Queens of dramaI was sitting in a club in Hurlingham last week, the day before Valentine’s, talking to some young mzungu man about 20 years of age who is an intern at an institute that sponsors some cultural publishing jobs.

A young woman, also about 20, walks in with a man of about 40. Clearly, they are a coupling of some sort, although the man has a wedding ring and the young lady does not.

Soon my mzungu pal and the girl are making eyes secretly at each other. The 40 year-old feller gets uneasy, and loudly says they are leaving after just one drink.

“But you said we were here for nyama,” Miss Twenty pleads, but Bwana Forty is having nothing of it. My pal is wistful. “She looks pretty like that Lupita,” he sighs, “Short haired and beautifully dark skinned.”

“Ooh,” I tease him, “the sad wonders of what might have been.” Three minutes later, there’s a waiter who slips a note with the young lady’s number and name – let’s call her Valerie – into it.

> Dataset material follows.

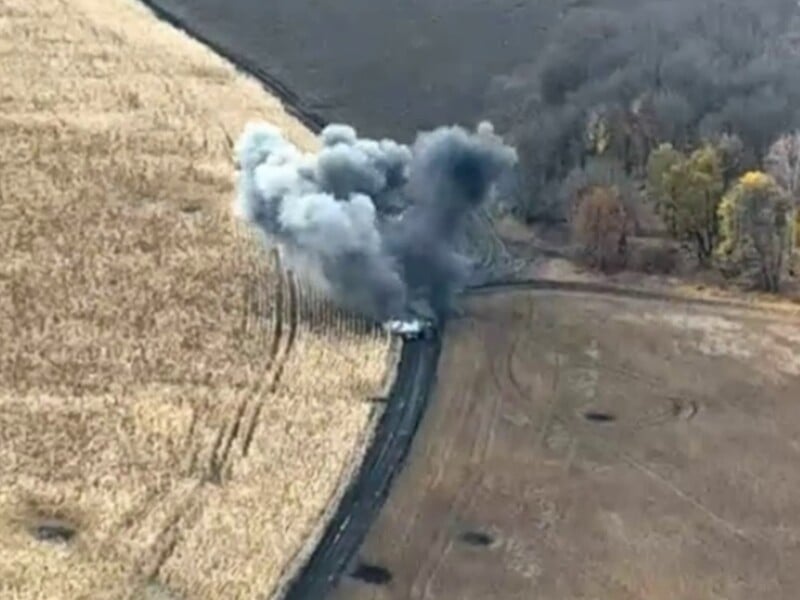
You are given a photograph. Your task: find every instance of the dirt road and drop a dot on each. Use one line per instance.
(591, 446)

Turns out she simply slipped her ‘old’ man by going to the loo, waylaid a waiter, asked him for a pen and piece of paper to put her contacts on, and for a hundred bob, sent him on his way.

Then innocently rejoined her old man.

These are the brave and brazen lasses of today, barely out of high school and already wise in the wicked ways of the world. And the weakness of men. And over the weekend in Masaku, Men Only got to see other ways these young ladies go.

These post-high school drama princesses can drink up a storm. They are like the persona in the Arctic Monkeys song who throws up lightning, and sits at a bar table like a General who has never lost a war. They also smoke bhang!

They wear skimpy clothes, never mind the weather. Come rain, come shine, come cold, come frost, go to Limuru, they are dressed for the beach. And other hot locales. Plus sunglasses.

But what really scares me these days are the body tattoos (ati ‘body art’) and tongue rings. One day they’ll kiss (many are lipstick lesbos), their tongue rings entangle, and the spectacle leave everyone speechless — and tongueless.

Loud, rowdy and rude, not vox angelica at all, I remember an old professor pal of mine saying to this type who had invaded our table in Lamu one evening, “So nice to see young girls having a time so boisterous. I mean, so very ladylike.” And it goes without saying they are exhibitionists and all dream of being models. With the space for magazine covers limited, they take nudie pictures and become self publishers on the Internet — not for notoriety, but for the sake of posterity and for future generations.

So we go back full circle. What became of Valerie and the mzungu boy? As it turned out, she is in a Nairobi campus, and she was his lass for Lover’s Friday because as she put it, “My mzee is taking his wife out for dinner today, but kesho (last Saturday) he is taking me to Masaku to see the park, then Sunday is his family day, as always.”